Body of Work: Finding the Thread That Ties Your Story Together by Pamela Slim, Portfolio, 240 pages, $16.00, Paperback, January 2014, ISBN 9781591846192
I recall an old employer of mine discussing candidates for a position, complaining “They jump around too much, one year here, another there,” inferring that these nuggets of experience wouldn’t add up to what we needed. I wondered how many other hiring managers felt the same way, and felt sorry for the candidates who had the challenge of telling their story.
Nowadays, it’s likely that most people are in this camp to some degree. With shifts in the economy, loss of jobs, and other difficulties in modern career navigation, a patchy work history is something many of us have likely considered how to spin to our advantage. But is that the best story? Will it hold up in the stress of the job interview? Are we equipped to truly explain the value of all of our experiences in a way that takes us from being simply well rounded to having unique expertise that can benefit an organization in new and innovative ways?
Luckily, Pam Slim’s Body of Work exists. It tells you exactly how to tell that story, how to think about your experiences, build your reputation, highlight your accomplishments, and show the ambition to take on a new challenge—for however long it may last.
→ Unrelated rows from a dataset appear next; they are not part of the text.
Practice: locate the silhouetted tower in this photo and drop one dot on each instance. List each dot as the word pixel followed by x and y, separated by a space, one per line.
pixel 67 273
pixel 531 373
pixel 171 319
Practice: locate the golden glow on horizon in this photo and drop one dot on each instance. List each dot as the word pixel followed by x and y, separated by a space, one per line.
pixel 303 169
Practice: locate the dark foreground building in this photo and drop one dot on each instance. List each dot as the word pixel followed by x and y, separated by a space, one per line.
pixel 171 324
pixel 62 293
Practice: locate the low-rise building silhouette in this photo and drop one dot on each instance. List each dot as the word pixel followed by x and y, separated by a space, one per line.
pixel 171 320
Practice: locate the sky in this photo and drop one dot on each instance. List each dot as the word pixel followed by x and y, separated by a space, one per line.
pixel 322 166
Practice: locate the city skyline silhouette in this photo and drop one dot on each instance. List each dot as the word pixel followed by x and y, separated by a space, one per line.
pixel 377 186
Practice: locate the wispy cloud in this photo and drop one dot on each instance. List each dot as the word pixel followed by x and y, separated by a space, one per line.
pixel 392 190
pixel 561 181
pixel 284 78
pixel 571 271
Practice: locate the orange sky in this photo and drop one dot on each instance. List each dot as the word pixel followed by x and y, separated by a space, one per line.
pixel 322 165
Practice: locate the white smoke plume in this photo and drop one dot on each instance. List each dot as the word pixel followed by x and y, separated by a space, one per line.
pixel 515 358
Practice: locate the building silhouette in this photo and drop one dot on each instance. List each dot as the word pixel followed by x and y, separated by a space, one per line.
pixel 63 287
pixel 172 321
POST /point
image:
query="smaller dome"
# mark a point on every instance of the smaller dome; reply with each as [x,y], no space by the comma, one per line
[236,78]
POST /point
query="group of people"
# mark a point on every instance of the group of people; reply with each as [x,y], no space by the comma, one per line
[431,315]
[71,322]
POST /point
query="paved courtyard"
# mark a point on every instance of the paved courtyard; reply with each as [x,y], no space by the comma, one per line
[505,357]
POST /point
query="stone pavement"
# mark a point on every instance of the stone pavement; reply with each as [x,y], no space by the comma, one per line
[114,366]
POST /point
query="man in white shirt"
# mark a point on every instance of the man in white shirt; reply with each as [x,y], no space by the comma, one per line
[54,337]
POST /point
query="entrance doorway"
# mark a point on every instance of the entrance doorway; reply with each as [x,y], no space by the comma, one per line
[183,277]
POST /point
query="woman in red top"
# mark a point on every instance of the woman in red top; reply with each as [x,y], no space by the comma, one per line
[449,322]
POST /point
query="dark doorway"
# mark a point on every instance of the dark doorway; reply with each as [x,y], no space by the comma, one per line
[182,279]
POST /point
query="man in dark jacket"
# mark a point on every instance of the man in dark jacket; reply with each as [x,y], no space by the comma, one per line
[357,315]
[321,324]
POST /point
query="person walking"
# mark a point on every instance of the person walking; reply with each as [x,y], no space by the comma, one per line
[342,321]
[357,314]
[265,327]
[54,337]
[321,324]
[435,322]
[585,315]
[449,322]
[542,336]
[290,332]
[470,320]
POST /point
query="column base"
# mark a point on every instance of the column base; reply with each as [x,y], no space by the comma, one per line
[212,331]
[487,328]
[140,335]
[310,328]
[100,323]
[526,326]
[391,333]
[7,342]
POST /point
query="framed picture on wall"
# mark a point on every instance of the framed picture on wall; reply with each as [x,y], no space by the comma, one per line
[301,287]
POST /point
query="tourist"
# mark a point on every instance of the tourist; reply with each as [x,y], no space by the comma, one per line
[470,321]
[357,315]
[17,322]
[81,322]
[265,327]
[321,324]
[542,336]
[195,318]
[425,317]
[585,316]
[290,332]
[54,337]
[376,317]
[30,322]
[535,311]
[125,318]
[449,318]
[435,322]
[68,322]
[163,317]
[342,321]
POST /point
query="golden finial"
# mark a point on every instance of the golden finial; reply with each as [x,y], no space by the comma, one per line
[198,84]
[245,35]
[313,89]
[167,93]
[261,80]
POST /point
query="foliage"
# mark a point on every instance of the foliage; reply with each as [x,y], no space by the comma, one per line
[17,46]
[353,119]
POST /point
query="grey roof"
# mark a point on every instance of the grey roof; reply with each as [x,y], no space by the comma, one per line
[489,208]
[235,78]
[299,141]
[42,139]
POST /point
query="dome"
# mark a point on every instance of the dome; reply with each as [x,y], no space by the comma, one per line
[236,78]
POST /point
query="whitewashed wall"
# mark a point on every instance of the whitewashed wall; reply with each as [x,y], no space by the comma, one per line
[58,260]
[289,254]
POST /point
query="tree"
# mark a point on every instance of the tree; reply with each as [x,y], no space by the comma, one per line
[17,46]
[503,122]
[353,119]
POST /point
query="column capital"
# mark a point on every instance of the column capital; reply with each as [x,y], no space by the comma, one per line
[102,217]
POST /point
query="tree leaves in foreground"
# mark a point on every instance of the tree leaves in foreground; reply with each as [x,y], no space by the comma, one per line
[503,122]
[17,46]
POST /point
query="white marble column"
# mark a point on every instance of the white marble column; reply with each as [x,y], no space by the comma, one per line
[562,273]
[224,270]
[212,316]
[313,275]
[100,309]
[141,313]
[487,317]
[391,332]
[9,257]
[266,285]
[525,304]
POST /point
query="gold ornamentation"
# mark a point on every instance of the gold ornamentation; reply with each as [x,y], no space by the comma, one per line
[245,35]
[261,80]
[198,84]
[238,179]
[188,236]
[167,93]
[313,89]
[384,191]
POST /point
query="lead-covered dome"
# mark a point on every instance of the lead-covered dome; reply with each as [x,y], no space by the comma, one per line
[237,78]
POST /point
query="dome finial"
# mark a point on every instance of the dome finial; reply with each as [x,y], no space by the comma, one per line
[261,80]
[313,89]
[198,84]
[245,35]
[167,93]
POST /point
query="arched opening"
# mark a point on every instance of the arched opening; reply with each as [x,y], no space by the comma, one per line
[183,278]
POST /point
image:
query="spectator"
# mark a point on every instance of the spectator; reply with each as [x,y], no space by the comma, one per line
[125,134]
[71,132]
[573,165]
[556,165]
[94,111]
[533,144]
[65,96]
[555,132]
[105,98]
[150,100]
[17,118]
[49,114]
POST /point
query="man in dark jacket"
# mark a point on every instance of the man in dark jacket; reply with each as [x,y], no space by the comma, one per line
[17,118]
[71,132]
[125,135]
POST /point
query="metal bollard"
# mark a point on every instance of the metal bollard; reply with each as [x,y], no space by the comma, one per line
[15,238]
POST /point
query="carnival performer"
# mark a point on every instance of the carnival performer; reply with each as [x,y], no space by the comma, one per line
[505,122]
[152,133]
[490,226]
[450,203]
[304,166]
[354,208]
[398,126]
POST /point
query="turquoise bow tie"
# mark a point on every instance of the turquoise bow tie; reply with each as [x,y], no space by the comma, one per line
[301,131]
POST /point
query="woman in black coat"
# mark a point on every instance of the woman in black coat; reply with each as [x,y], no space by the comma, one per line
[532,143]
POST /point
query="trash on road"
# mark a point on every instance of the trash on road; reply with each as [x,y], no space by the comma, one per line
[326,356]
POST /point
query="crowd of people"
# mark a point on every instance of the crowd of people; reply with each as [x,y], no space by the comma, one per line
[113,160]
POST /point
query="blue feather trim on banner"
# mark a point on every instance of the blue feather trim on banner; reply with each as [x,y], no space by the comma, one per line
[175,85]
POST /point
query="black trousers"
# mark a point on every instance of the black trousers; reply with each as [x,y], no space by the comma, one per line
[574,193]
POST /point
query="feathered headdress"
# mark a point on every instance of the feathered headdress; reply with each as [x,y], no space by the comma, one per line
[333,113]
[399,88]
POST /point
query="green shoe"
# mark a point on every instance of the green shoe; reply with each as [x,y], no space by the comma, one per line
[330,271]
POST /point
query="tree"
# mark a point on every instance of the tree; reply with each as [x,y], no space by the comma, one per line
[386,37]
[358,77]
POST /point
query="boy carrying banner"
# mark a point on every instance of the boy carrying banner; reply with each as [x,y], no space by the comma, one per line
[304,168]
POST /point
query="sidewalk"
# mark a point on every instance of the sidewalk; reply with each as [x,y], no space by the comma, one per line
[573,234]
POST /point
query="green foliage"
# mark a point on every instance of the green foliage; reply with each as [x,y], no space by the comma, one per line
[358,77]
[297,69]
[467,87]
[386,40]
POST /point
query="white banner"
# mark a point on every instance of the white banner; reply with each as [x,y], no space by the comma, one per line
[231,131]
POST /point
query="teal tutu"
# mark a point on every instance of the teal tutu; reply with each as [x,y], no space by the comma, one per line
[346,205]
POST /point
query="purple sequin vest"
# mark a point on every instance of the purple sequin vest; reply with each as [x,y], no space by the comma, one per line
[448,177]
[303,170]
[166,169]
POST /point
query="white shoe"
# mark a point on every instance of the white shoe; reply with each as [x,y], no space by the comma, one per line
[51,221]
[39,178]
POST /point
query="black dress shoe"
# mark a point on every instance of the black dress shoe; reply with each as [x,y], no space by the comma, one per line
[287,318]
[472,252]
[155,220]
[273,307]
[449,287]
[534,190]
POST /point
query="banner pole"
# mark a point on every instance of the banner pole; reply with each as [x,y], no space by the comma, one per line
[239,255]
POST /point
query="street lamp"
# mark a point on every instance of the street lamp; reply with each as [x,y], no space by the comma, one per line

Ms. Slim spent many years consulting large corporations. Then, she encouraged entrepreneurs to leave those corporations to start their own companies, and wrote a brilliant book, Escape From Cubicle Nation, as a guide. Now, she is helping the mass of talented workers still struggling in an environment of high unemployment—from recent graduates to corporate veterans looking for a change—tell their stories in ways that will get them hired.
Through various interviews, a lot of research, and her own insight, and using a variety of questions and forms, Body of Work resembles one’s own personal workbook—not a book that simply tells you what to do, but one that helps you organize your own skills, thoughts, and value to help you better communicate what you can contribute to the project or organization of your choice. It will help you discover things about yourself, and also act as a reminder that the world has changed, and the career paths now need a different type of navigation.
Viewing your career as a body of work will give you more choice, financial security, and creative freedom. The world is not going to serve up neat career tracks anymore. You cannot guarantee that your business or nonprofit will survive in a constantly changing economic landscape. But you can choose the kinds of projects that are worth completing and the type of life that is worth living.
It’s not an easy situation, but after reading this book, you’ll have a big advantage.